Not everyone has a say in his or her final days, of course. Accidents, murder, heart attacks – these can all claim a person's life in an instant. But many, like my father, die after a long battle with disease. We see ourselves deteriorate and have the time to ask: Do we spend our final weeks in and out of doctors' offices, or do we savor the time we have left?
At our meeting, I printed out some information about hospice care. I got the idea from a patient of mine, a clinical care social worker. She regularly sees families in the ER who have never talked about their wishes and are left bewildered and anxious at the end.
“Hospice,” she told me, “should become a household word.”
So I introduced it to my household, and at first everyone seemed incredibly interested in their shoes. Eventually we began talking: One sibling wondered if we were being fatalistic. Another asked if the pain medication would hasten dad's death rather than support him through it.
In the course of two hours, we asked dad, point by point, about his preferences regarding everything from feeding tubes to resuscitation. Everyone had a chance to hear what he wanted, get clarification and ask questions.
Then we had lunch.
A few of us laughed: “We just had this intense two-hour conversation, and now we're pretending that everything is normal.”
“We're not pretending,” he said. “It is normal.”
Dad was right about that — as he has been about so many things. Planning is normal. All day, I talk to expectant mothers about their plans for the start of life. For my father and for our family, it was meaningful to plan for the end too.
During the next 21 days, as my father became less communicative, we used his plan as our road map, referring to it to determine how to care for him. His hospice caretaker fed him pureed food served on china plates. On nice days, the caretaker would lift him into the car and take him to the harbor. No doctors' offices, no tests.
There were happy times and humor, intense sadness and loneliness. There was exhaustion and fear and a few false alarms. I couldn't help notice how much like a very long labor dad's final days seemed to be.
On his last night, we had a “party” with several of us sitting around him on his bed. At one point, I picked up a sponge we used to keep dad's mouth moist and dipped it into mom's gin and tonic. Reflexively, he began sucking on it the way a baby would.

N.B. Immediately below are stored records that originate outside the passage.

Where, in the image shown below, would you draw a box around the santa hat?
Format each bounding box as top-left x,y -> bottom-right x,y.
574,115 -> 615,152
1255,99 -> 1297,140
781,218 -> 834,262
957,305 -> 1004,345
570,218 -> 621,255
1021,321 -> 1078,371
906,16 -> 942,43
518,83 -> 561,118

We said we were toasting dad and began laughing, talking in that shorthand way families do. Later, I looked over at my dad and saw him take a breath that would be his last. It was 8 p.m. on Oct. 20.
We generally have as little say about when we leave this world as when we enter it, but I get some solace knowing that the last sounds dad heard were of his family gathered around him in laughter, honoring his last wishes and seeing him off as he let go. Just as he planned.
DR. ALLYSON BROOKS is the executive medical director of the Women's Health Institute at Hoag Hospital. She lives in Newport Beach.